Actually, we'll have two birthday parties when the boys visit in June, because Bubby's birthday is mere days before the boys come to the mountains, so we'll have one for him, too. We have a fun activities planned: one will include a dinosaur museum visit; one will feature a visit to my sister's ranch so the boys can ride Shetland ponies. Aunt B and Aunt Andie will get to attend. It will be awesome.

But I still feel guilty. For not attending my second grandson's very first birthday party. Well, and for not attending my first grandson's fourth birthday party. Their real parties. The ones Mom has planned for both boys. At their own home, with their own friends.

Grandma guilt. There's nothing worse.

Except, of course, mommy guilt.

Today's question:

How does grandma guilt compare to mommy guilt in your life?

15 mommy things grandmas may have forgotten

boys on trampoline.JPG

Until the past week, I'd forgotten all of this:

1. How often drinks spill.

2. If you think you have 20 minutes before the kids wake up, take the shower right then—without dawdling—for you really only have 10.

3. Ponytails are a mom's best friend.

4. Dishes and dusting CAN wait...and usually do. Along with answering email, reading, and going to the bathroom when you have to.

5. The shape a sandwich is cut into and whether the crusts are left on or not really do make or break lunch time.

6. You WILL need to nap when they do. Sometimes even when they don't.

7. Two in the tub is NOT double the fun, it's double the stress...and double the screaming when soap gets in eyes, double the resisting when it's time to get out.

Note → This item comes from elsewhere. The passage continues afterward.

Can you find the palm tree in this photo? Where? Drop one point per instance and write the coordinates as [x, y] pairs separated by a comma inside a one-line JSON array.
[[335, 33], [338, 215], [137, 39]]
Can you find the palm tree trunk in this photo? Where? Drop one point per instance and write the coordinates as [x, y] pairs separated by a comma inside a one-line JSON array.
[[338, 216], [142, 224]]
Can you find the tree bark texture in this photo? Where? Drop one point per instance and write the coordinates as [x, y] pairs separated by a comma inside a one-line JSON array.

8. Poopy diapers inevitably happen the instant bath time is over and the kid's dried, lotioned up, diapered and pajama-ed. (But don't complain—it's better than those horrendous times it happens before bath time is over.)

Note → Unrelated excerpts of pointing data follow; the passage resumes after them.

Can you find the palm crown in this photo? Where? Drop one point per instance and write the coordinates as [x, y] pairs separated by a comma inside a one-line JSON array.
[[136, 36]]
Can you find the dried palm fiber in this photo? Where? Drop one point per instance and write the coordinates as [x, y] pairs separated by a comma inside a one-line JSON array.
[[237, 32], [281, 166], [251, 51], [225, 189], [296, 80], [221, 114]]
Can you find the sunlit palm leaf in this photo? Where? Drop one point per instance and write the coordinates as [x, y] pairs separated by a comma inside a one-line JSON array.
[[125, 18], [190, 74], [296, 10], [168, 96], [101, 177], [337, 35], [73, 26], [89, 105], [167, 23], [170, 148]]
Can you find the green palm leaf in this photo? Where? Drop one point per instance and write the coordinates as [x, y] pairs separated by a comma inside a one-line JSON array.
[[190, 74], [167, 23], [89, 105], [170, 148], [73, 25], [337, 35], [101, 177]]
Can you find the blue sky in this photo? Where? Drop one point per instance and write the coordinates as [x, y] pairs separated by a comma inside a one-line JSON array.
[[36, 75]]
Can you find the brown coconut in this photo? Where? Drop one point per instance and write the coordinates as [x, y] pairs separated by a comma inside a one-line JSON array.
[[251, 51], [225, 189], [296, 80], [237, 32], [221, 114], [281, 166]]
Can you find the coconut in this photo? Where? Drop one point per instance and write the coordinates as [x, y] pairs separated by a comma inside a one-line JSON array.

9. Go-to distractors for a little one determined to do a variety of dangerous deeds: "Look," "What's that?" and "Where's your toy (or nose or the dog or—in dire situations—Mommy)?"

10. Telling a kid "No" only means he or she will say "Yes" to trying to do it again...and again...and again. (I should have remembered that one from my daughters' teen years.)

11. Kids don't care how good—or bad—you sing.

12. They also don't care if you wear makeup. (Good news, considering No. 4).

13. Dinnertime through bedtime is the most challenging part of the day.

14. Heart-stopping screams are rarely indicators of death and destruction; more often, they're a barometer of delight.

15. Everything's better with ketchup on it. Or ranch dressing. Or syrup. But not mustard—ever.

Today's question:

What else would you add to the list?